The latter is important, because some programs like lvm complain about unexpected file descriptors. And lvm complains to stderr - just what we are going to capture!
You can catch any other file descriptor with this recipe, if you adapt accordingly. Except file descriptor 1 of course (here the redirection logic would be wrong, but for file descriptor 1 you can just use var=$(command) as usual).
Note that this sacrifices file descriptor 3. If you happen to need that file descriptor, feel free to change the number. But be aware, that some shells (from the 1980s) might understand 99>&1 as argument 9 followed by 9>&1 (this is no problem for bash).

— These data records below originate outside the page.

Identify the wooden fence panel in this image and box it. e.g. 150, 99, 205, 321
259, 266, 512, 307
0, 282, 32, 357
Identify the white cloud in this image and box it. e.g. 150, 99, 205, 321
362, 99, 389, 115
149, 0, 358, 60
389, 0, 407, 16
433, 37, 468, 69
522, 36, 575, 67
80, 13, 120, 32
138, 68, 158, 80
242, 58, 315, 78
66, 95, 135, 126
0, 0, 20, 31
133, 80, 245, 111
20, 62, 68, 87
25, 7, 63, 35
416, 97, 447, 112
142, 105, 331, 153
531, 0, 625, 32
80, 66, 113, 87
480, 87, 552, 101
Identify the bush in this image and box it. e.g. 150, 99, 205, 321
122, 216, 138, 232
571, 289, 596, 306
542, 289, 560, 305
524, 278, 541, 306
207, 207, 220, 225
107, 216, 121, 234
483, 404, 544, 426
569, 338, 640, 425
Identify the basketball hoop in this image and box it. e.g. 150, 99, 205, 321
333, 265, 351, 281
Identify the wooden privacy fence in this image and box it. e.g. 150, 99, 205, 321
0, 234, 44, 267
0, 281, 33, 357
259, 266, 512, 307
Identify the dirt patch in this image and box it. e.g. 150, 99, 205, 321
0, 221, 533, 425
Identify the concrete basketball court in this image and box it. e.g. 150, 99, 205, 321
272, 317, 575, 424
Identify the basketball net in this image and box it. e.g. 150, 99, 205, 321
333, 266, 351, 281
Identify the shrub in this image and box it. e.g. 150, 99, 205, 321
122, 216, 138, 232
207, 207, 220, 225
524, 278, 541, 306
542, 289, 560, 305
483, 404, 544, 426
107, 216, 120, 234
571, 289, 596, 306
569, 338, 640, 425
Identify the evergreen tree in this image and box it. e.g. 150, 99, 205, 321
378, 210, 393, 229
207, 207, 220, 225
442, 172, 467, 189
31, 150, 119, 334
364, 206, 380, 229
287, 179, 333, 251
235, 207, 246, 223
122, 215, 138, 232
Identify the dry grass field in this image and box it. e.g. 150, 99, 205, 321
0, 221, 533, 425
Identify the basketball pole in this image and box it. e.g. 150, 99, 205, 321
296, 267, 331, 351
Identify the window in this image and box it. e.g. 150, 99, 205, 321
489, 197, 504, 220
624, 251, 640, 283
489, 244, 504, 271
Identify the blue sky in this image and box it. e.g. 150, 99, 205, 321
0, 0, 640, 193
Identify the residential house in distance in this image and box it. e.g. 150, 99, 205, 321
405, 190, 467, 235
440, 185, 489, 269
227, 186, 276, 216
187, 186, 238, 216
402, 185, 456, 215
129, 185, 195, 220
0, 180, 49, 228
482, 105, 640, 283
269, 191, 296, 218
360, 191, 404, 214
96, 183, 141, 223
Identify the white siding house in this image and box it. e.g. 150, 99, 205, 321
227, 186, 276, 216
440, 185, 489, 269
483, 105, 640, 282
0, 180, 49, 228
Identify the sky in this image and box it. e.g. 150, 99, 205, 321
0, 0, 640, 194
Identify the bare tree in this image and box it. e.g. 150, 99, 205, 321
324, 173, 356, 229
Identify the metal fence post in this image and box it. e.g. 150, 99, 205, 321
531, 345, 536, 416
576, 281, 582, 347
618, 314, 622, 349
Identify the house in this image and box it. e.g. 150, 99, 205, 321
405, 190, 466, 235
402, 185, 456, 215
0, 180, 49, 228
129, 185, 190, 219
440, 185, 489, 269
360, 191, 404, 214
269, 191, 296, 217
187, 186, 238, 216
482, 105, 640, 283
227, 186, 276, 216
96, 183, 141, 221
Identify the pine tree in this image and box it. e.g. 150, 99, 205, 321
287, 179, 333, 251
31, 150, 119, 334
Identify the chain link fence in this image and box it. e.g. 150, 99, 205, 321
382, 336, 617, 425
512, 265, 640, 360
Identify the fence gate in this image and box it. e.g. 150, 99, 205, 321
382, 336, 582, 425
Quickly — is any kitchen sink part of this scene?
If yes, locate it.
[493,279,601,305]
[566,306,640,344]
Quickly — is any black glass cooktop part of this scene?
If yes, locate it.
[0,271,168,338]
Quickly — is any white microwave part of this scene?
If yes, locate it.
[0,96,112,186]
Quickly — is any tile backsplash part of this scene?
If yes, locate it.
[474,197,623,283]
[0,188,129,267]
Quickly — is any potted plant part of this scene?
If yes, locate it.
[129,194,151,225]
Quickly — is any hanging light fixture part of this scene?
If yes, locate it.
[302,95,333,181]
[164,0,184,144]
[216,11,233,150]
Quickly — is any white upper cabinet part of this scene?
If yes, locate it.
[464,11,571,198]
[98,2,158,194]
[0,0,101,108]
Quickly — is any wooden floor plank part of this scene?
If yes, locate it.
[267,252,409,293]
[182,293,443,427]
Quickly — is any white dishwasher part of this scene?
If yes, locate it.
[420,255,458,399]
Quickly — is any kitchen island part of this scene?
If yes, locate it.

Also note that it is not particluar easy to make this FD 3 configurable through a variable. This makes things very unreadable:
: catch-var-from-fd-by-fd variable fd-to-catch fd-to-sacrifice command [args..]
catch-var-from-fd-by-fd()
{
local -n v="$1";
local fd1="$2" fd2="$3";
shift 3 || return;
eval exec "$fd2>&1";
v="$(eval '"$#"' "$fd1>&1" "1>&$fd2" "$fd2>&-")";
eval exec "$fd2>&-";
}
Security note: The first 3 arguments to catch-var-from-fd-by-fd must not be taken from a 3rd party. Always give them explicitly in a "static" fashion.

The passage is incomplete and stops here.